Di qui l’affermazione inquietante, ma oggi diffusa, secondo la quale non sarebbero "persone" tutti gli esseri umani, ma solo quelli dotati di piena coscienza e di adeguato raziocinio. La bioetica cattolica, nata come bioetica "personalista", è stata ben presto costretta a riformulare se stessa e a ridefinirsi come un «personalismo ontologicamente fondato», per evitare di essere confusa con le nuove teorie del personalismo soggettivistico. Il risultato, oggi, è che "persona" e "personalismo" sono divenuti termini ingombranti, che, anziché denotare con precisione un univoco orizzonte di pensiero, lo complicano, favorendo ambiguità ed equivoci.

Ne segue che i diritti umani, intesi per decenni come diritti della 'persona' in chiave univoca e non problematica, oggi si trovano al centro di battaglie ideologiche inquietanti, caratterizzate da asprezze inusitate (come quelle che rivendicano il suicidio come un diritto umano fondamentale, quelle che postulano la necessaria assimilazione dei diritti umani ai diritti degli animali e ai diritti dei cyborg o quelle, infine, che stanno dilaniando il 'pensiero femminile', lacerato tra coloro che ritengono la surrogazione di maternità un diritto delle donne e coloro invece che la condannano 'senza se e senza ma'). Si tratta di battaglie faticose e logoranti, destinate a restare aperte, fino a quando verranno combattute utilizzando categorie linguistiche e concettuali ormai inadeguate.
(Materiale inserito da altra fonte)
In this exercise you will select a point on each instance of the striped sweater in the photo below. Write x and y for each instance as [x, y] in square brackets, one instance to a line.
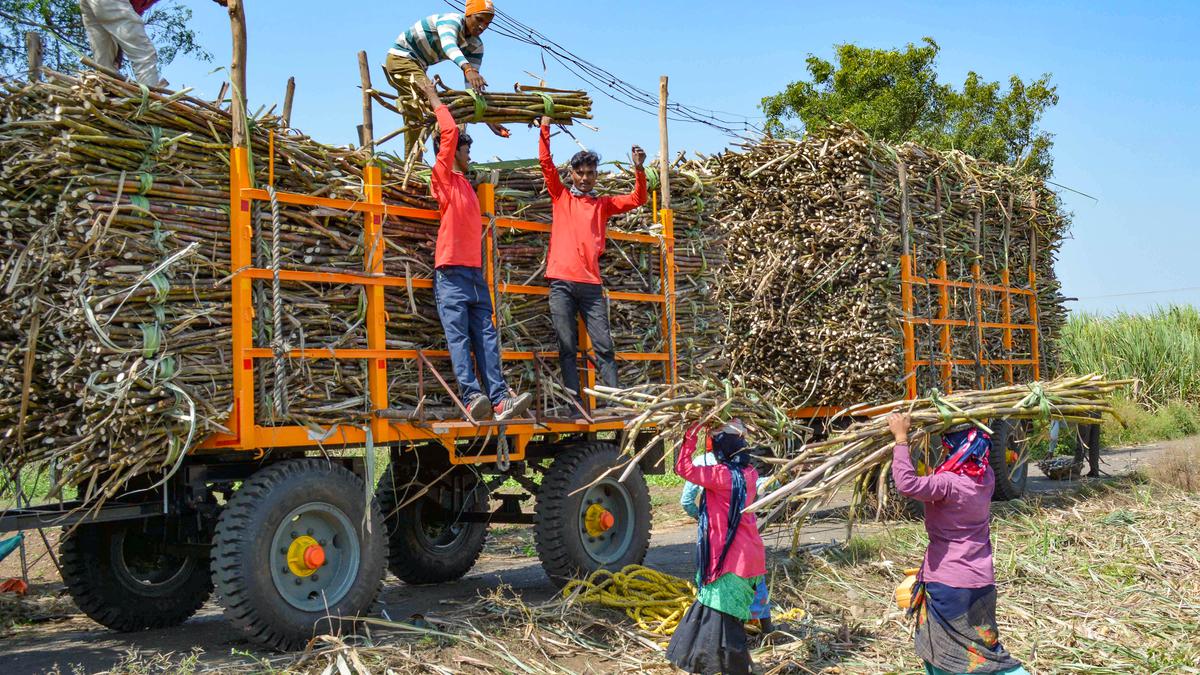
[437, 39]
Di qui, per i cattolici, l’urgenza di elaborare la consapevolezza che quello del personalismo è un paradigma al tramonto, nato nell’epoca moderna e come tanti altri paradigmi moderni ormai consunto. È ormai urgente abbandonarlo, come aveva profeticamente ed energicamente esortato a fare Sergio Cotta, già diversi decenni fa, restando però malinconicamente inascoltat. È ormai urgente un nuovo impegno teoretico da parte di tutti coloro che trovano nel messaggio evangelico una fonte di sapienza umana, oltre che di sovrumana speranza.

Dobbiamo cessare di parlare delle 'persone' e tornare a parlare semplicemente di esseri umani, di uomini e donne, di fratelli e sorelle che sono tali non perché si attribuiscono la qualità di 'persone', ma perché riconoscono la loro comune identità di figli e figlie di Dio. Un discorso incredibilmente semplice, centrato su fraternità e sororità. Semplice eppure destinato a suonare, al mondo d’oggi, scandaloso. Ma oportet ut scandala eveniant, diceva san Paolo; bisogna pure scandalizzare il mondo. È il compito dei cristiani.